3. Discovering an innovative HR consulting firm

Attendees will visit Mercer, a global HR consulting firm that works with 28,000 companies. We’ll spend time at the Mercer Innovation Hub learning about some of their fascinating tools and the Mercer team will share some of their research and a group discussion will take place around some required reading.

Visit to Mercer will showcase how a global HR consulting firm is innovating and solving the human capital challenge

One of the highlights of the upcoming National Innovation Mission will be a several-hour stop at Mercer, a global HR consulting firm.

Conceived as an innovation accelerator, the Mercer Innovation Hub adopts a focused, dedicated, and independent approach to disruptive innovation. The Hub is made up of a diverse group of Mercer colleagues from various businesses and regions, who use the power of their collective creativity, experiences, and skills to develop market-leading solutions.

The Mercer team will share some of their research and a two-hour design-thinking exercise will focus on an industry problem.

We caught up with a few executives at Mercer to learn more about their company and what IM participants should expect on the visit.

Tell us a little about Mercer: Mercer is a human capital consulting firm, serving 110 million individuals across the globe by supporting their financial security; gaining access to affordable, quality healthcare; and preparing for the work of the future.
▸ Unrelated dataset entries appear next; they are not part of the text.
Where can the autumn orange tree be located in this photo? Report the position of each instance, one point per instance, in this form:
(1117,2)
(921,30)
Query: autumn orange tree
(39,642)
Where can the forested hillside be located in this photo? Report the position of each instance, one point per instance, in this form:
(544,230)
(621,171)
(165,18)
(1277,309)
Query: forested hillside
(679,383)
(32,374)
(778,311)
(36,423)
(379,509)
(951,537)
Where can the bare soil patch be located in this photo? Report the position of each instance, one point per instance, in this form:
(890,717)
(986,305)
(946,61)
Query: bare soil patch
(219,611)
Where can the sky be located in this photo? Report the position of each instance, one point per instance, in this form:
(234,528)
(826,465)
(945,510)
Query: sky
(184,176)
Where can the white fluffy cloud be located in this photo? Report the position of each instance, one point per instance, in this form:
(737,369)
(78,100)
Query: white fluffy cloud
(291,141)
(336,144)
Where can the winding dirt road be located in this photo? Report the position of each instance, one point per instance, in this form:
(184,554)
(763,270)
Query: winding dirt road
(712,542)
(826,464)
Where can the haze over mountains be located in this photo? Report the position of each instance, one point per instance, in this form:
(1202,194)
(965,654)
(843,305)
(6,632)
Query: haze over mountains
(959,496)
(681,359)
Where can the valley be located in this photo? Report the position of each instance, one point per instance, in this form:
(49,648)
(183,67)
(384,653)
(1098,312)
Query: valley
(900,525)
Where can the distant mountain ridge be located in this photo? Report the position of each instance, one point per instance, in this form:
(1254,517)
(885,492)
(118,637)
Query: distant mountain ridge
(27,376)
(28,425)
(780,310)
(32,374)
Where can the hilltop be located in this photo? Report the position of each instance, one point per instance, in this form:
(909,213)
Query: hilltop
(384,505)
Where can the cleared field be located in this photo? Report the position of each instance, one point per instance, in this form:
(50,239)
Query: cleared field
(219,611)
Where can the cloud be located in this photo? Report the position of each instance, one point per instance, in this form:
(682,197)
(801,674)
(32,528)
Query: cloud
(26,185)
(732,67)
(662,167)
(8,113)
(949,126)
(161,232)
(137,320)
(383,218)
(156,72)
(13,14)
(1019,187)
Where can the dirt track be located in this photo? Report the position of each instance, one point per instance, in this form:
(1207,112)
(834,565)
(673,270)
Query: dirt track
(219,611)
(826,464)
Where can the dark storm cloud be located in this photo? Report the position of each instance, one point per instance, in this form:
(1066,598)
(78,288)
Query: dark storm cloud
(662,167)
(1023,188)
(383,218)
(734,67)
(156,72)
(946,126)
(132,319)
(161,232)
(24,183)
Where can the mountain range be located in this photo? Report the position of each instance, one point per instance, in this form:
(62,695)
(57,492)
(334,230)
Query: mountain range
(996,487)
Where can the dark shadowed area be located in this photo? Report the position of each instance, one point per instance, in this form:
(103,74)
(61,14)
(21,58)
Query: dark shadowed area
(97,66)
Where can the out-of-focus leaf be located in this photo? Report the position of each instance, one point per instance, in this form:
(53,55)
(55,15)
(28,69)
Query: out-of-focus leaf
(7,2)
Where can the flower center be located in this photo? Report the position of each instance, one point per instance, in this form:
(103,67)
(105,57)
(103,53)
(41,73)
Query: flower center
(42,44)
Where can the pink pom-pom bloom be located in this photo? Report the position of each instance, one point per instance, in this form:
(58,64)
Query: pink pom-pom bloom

The Mercer Innovation Hub sounds like an amazing place. What are you all trying to accomplish with it? The Mercer Innovation Hub was created to accelerate how Mercer addresses the unmet needs and pain points of employers and employees worldwide. The Innovation Hub, with several teams across the globe, supports the main business of Mercer by developing new products and services as well as championing innovation culture with our consultants and clients. Another key part of our new strategy is to proactively engage with the start-up community and acquire external talent and capabilities. We believe these activities will further accelerate the pace and the reach of our innovation efforts.

Is design thinking a core part of how Mercer operates and innovates? If so, why? We apply the design thinking methodology to all projects to uncover and prioritize clients’ unmet needs and pain points. This helps us uncover client issues that may not be addressed by current product offerings in the market. It also helps us validate our approach to solving client needs for existing products and services. To make this work we combine design thinking with elements of lean start-up principles to develop new ideas quickly and effectively while incorporating market feedback along the way.

What kind of tools will Innovation Mission attendees learn about on this visit that might be practical to their line of work? How to create a problem statement – a tool that helps shift the thinking away from solutions and towards customer (whether internal or external) problems

As a company that’s focused on the human capital challenge, what are some things you see as successful strategies for companies that are solving it? For an organization to have success, we believe it will need to be more dynamic than the forces and trends that impact and reshape the organization. Technology disruption, societal changes and preferences, and other market forces are changing the competitive landscape at an accelerating pace. The work that organizations provide their clients will change, requiring a workforce that is ready for the future. We believe a workforce for the future will be (and subsequent to your questions, successful strategies will require a path to being) people-led and technology enabled with a workforce that is integrated to maximize employee productivity and value. We believe it will be built for speed, data-driven with exponential learning and a lab mind-set. We think it will be intentionally diverse (people, opinions, and actions) and have a clear purpose (socially responsible with careers people crave). Finally, we think firms need to be permanently agile, adaptive to changes, with a fluid talent eco-system that includes full-time, part-time, gig, and silicon-based workers.